Quella lettura per me è stata un privilegio, il privilegio di restituire simbolicamente Bo alla sua Università. Quando mi chiedo qual è il suo messaggio e perché è così importante che l’Università si intitoli a Carlo Bo, e perché lo è altrettanto che il cuore dell’Università sia la Fondazione che porta il nome suo e di Marise Ferro, mi rispondo così: è importante perché il lascito, il messaggio, di Carlo Bo è universale. Così come non distingueva tra alto e basso, tra maggiore e minore, Bo trovava altrettanto anacronistiche e inessenziali, già negli anni ’40 e ’50, le tradizionali distinzioni tra cultura scientifica e cultura umanistica, e qui basterebbe pensare a come ha saputo farsi committente di De Carlo perché ridisegnasse e integrasse lo spazio urbano dell’Università e della Città medesima di Urbino. Non ha fatto distinzioni tra quanto apparteneva alle cosiddette scienze esatte o alle scienze umane, per lui il progetto era uno solo e questa concomitanza, questa osmosi caratterizza appunto la Polis di Urbino e la sua Università. Per Carlo Bo esisteva davvero la Città Ideale o Universale, non era solo la tavola in Palazzo Ducale attribuita al Laurana.

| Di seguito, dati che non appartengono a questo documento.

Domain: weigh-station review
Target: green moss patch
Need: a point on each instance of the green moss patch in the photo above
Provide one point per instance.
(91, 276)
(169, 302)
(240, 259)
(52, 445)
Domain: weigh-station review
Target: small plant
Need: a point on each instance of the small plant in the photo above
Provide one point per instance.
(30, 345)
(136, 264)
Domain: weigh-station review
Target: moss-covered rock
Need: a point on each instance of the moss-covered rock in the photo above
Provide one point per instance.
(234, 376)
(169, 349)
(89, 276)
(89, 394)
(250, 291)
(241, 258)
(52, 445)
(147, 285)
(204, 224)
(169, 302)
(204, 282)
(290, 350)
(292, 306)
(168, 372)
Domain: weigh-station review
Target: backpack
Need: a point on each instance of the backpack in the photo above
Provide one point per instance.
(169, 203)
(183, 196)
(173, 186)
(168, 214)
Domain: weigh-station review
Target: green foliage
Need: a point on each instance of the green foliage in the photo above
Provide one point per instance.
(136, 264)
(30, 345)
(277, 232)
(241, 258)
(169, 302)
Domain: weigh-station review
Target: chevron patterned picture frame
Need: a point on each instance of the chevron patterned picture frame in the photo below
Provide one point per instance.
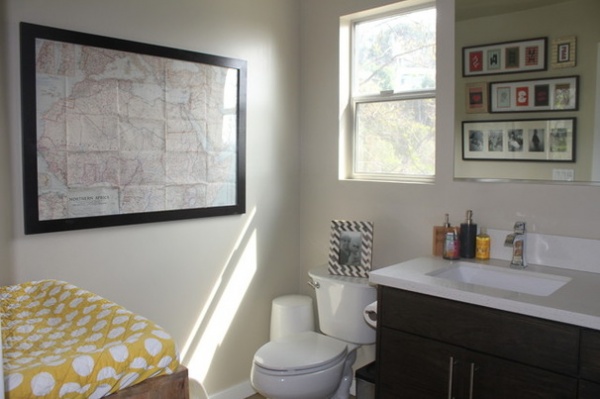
(350, 248)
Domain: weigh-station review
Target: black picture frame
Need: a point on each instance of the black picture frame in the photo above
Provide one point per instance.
(172, 148)
(555, 94)
(531, 140)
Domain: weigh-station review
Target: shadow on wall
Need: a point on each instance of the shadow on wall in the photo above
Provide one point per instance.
(216, 317)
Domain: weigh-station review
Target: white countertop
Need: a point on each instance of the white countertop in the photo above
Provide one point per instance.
(577, 302)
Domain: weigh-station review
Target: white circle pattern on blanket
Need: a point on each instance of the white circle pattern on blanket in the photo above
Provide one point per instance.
(71, 343)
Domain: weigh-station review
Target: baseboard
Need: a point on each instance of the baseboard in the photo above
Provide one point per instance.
(239, 391)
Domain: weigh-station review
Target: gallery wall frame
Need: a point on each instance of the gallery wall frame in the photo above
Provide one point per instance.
(550, 94)
(116, 132)
(537, 140)
(350, 248)
(526, 55)
(476, 98)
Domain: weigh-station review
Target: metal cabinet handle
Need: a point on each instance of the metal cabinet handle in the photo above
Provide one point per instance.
(472, 380)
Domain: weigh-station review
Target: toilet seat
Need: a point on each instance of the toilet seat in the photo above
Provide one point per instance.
(305, 352)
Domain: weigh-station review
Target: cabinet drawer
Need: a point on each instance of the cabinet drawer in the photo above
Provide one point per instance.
(546, 344)
(590, 355)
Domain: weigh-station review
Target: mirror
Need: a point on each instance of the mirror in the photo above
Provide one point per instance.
(480, 23)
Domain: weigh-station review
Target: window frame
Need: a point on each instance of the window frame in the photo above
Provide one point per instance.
(348, 134)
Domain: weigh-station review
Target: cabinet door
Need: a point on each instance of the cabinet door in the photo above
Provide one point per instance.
(494, 378)
(590, 355)
(416, 368)
(588, 390)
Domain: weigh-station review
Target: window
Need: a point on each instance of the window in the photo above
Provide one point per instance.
(392, 72)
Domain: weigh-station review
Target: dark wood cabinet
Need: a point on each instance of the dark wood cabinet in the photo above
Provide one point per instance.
(430, 347)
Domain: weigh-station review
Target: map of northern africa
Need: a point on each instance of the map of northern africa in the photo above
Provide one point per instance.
(121, 132)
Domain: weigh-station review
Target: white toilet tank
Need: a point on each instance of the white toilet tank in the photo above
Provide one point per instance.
(340, 304)
(291, 314)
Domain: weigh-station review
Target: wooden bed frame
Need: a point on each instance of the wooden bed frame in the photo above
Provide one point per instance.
(172, 386)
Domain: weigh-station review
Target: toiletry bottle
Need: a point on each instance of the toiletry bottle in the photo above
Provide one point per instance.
(482, 245)
(452, 245)
(468, 232)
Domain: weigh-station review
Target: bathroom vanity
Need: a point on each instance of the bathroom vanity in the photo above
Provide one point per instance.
(441, 336)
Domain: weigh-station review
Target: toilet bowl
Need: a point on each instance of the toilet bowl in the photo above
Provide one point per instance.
(305, 365)
(300, 363)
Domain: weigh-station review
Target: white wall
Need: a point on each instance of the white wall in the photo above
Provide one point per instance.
(208, 281)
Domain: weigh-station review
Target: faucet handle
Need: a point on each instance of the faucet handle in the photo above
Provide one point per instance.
(519, 227)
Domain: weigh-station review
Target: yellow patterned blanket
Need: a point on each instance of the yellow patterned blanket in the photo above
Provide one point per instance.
(60, 341)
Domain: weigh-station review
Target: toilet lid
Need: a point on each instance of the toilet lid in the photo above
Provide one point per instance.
(300, 351)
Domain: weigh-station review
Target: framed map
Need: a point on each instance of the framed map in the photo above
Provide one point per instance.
(118, 132)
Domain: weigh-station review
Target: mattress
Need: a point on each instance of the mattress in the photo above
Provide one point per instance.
(60, 341)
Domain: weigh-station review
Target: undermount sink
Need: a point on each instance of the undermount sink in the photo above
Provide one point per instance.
(533, 283)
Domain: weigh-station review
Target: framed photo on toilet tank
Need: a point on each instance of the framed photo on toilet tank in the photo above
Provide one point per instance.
(350, 248)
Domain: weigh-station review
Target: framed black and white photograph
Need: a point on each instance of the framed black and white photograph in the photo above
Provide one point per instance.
(551, 94)
(541, 140)
(117, 132)
(564, 52)
(350, 247)
(527, 55)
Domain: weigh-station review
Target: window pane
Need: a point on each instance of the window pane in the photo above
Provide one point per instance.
(395, 137)
(395, 53)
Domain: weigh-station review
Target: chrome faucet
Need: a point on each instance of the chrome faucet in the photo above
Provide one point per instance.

Per Rai Radio 3 ha curato di recente la produzione di una puntata de Le meraviglie dedicata a Palazzo Passionei, sede della Fondazione Carlo e Marise Bo. Quali nuove suggestioni ha generato questo straordinario racconto?

Si tratta del lavoro più recente che ho dedicato a Carlo Bo. Nell’occasione, io che presumevo di avere perfettamente chiara la rilevanza del suo grande patrimonio, via via che preparavo il programma e lo registravo in loco, ne ho scoperto anche tutta la ricchezza nascosta, non immediatamente percepibile. Mi viene in mente una figura retorica, la sineddoche e cioè una parte per il tutto: ecco, per conoscere Bo, la sua Università, la Polis urbinate, bisognerebbe cominciare a conoscere il luogo sul serio speciale che è la Fondazione Carlo e Marise Bo dove c’è una convivenza unica, direi, tra la più grande biblioteca privata mai esistita in Italia e un bene pubblico, quella stessa biblioteca, un bene a disposizione della comunità, degli studenti, degli studiosi. La bellezza del luogo è tutt’uno con il paesaggio urbano, la topografia, la storia e, in sezione, quello spazio è tutta l’Università, tutta la Polis di Urbino: è un luogo aperto ed è capace, nello stesso tempo, di testimoniare e tutelare una grande eredità.

 

Massimo Raffaeli. Immagine: Claudia Greco.